Find the optimal change-points using the Poisson loss and the PeakSeg constraint. For N data points, the functional pruning algorithm is O(N log N) time and memory. It recovers the exact solution to the following optimization problem. Let Z be an N-vector of count data (count.vec, non-negative integers), let W be an N-vector of positive weights (weight.vec), and let penalty
be a non-negative real number. Find the N-vector M of real numbers (segment means) and (N-1)-vector C of change-point indicators in -1,0,1 which minimize the penalized Poisson Loss, penaltysum_[i=1]^[N_1] I(c_i=1) + sum_[i=1]^N w_i[m_i-z_i*log(m_i)], subject to constraints: (1) the first change is up and the next change is down, etc (sum_[i=1]^t c_i in 0,1 for all t<N-1), and (2) the last change is down 0=sum_[i=1]^[N-1] c_i, and (3) Every zero-valued change-point variable has an equal segment mean after: c_i=0 implies m_i=m_[i+1], (4) every positive-valued change-point variable may have an up change after: c_i=1 implies m_i<=m_[i+1], (5) every negative-valued change-point variable may have a down change after: c_i=-1 implies m_i>=m_[i+1]. Note that when the equality constraints are active for non-zero change-point variables, the recovered model is not feasible for the strict inequality constraints of the PeakSeg problem, and the optimum of the PeakSeg problem is undefined.
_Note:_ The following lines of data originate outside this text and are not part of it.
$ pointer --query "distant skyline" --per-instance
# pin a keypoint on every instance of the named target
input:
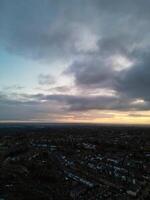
(75, 61)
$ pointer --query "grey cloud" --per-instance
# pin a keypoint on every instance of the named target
(46, 79)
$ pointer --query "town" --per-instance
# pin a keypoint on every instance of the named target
(76, 162)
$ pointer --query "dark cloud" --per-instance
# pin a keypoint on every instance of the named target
(97, 36)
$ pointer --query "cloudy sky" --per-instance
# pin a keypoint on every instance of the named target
(75, 61)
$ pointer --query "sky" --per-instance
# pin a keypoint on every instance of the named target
(75, 61)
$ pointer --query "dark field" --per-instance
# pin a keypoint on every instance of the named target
(49, 162)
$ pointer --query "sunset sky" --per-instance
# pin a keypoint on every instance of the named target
(75, 61)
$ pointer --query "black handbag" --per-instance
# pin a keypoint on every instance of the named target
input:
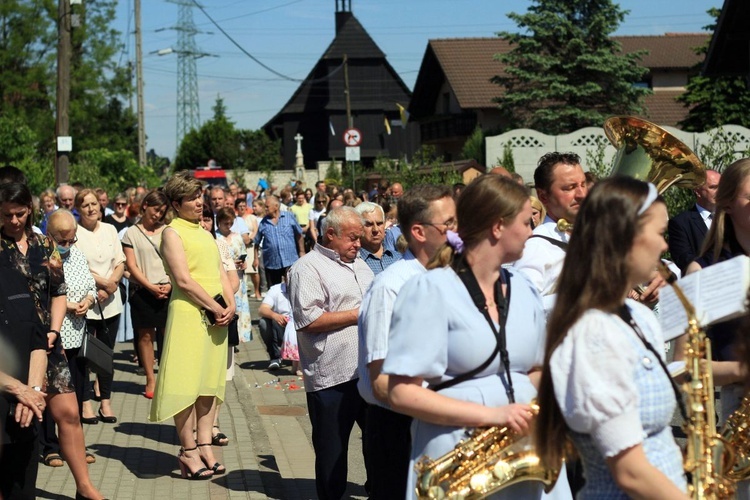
(97, 354)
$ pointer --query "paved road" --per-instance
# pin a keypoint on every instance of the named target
(269, 456)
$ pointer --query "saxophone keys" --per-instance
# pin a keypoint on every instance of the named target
(480, 482)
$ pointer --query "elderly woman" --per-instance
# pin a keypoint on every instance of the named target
(38, 259)
(149, 283)
(604, 384)
(193, 364)
(100, 244)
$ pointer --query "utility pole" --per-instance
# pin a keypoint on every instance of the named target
(62, 126)
(349, 122)
(139, 86)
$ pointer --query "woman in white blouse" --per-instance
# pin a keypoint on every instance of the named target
(80, 296)
(100, 244)
(604, 384)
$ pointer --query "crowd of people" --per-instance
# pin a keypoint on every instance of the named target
(414, 313)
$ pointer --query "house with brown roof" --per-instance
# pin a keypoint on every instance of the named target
(454, 92)
(352, 77)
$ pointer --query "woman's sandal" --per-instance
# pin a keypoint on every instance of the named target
(219, 439)
(217, 467)
(53, 460)
(199, 475)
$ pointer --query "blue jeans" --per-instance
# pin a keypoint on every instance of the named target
(333, 412)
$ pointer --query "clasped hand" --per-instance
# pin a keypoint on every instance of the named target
(223, 315)
(517, 416)
(31, 404)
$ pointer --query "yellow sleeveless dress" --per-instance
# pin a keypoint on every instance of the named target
(194, 356)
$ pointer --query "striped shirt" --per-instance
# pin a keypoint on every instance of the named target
(278, 241)
(374, 322)
(318, 283)
(378, 264)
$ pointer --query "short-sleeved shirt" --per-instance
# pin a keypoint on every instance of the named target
(80, 284)
(277, 298)
(321, 282)
(613, 395)
(146, 256)
(301, 213)
(379, 264)
(542, 261)
(374, 321)
(103, 252)
(278, 241)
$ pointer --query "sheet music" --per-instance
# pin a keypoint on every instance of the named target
(717, 292)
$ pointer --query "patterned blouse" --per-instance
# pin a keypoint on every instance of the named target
(41, 266)
(80, 284)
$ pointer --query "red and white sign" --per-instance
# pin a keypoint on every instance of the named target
(352, 137)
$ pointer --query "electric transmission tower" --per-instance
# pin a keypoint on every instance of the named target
(188, 102)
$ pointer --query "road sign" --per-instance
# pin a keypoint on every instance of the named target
(352, 137)
(352, 153)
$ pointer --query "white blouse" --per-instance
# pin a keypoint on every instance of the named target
(103, 252)
(592, 373)
(80, 284)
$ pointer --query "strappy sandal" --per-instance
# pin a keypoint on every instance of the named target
(217, 467)
(199, 475)
(219, 439)
(53, 460)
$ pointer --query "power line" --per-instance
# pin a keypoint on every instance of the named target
(258, 61)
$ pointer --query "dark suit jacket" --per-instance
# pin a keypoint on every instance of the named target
(686, 234)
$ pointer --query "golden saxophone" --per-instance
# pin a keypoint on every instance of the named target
(489, 460)
(708, 457)
(736, 432)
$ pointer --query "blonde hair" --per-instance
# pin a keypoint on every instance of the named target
(181, 185)
(487, 200)
(721, 236)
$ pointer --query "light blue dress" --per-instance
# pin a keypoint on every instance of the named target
(437, 333)
(614, 395)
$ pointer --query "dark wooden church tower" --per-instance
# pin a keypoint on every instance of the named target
(318, 108)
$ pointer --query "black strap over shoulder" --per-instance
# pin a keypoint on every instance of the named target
(625, 315)
(560, 244)
(467, 277)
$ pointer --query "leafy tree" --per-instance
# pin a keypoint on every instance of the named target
(218, 139)
(714, 100)
(474, 147)
(565, 71)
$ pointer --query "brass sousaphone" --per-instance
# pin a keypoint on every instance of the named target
(649, 153)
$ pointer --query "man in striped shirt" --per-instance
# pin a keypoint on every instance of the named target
(325, 289)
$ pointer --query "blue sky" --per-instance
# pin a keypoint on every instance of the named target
(291, 35)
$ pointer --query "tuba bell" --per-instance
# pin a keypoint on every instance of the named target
(649, 153)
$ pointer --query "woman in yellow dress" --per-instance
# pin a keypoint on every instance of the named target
(192, 370)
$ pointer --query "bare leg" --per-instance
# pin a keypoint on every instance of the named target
(205, 410)
(146, 355)
(256, 284)
(189, 455)
(64, 409)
count.vec: integer vector of length >= 3: non-negative count data to segment.
weight.vec: numeric vector (same length as count.vec) of positive weights.
penalty: non-negative numeric scalar: penalty parameter (smaller for more peaks, larger for fewer peaks).
Returns
List of model parameters. count.vec, weight.vec, n.data, penalty
(input parameters), cost.mat (optimal Poisson loss), ends.vec (optimal position of segment ends, 1-indexed), mean.vec (optimal segment means), intervals.mat (number of intervals stored by the functional pruning algorithm). To recover the solution in terms of (M,C) variables, see the example.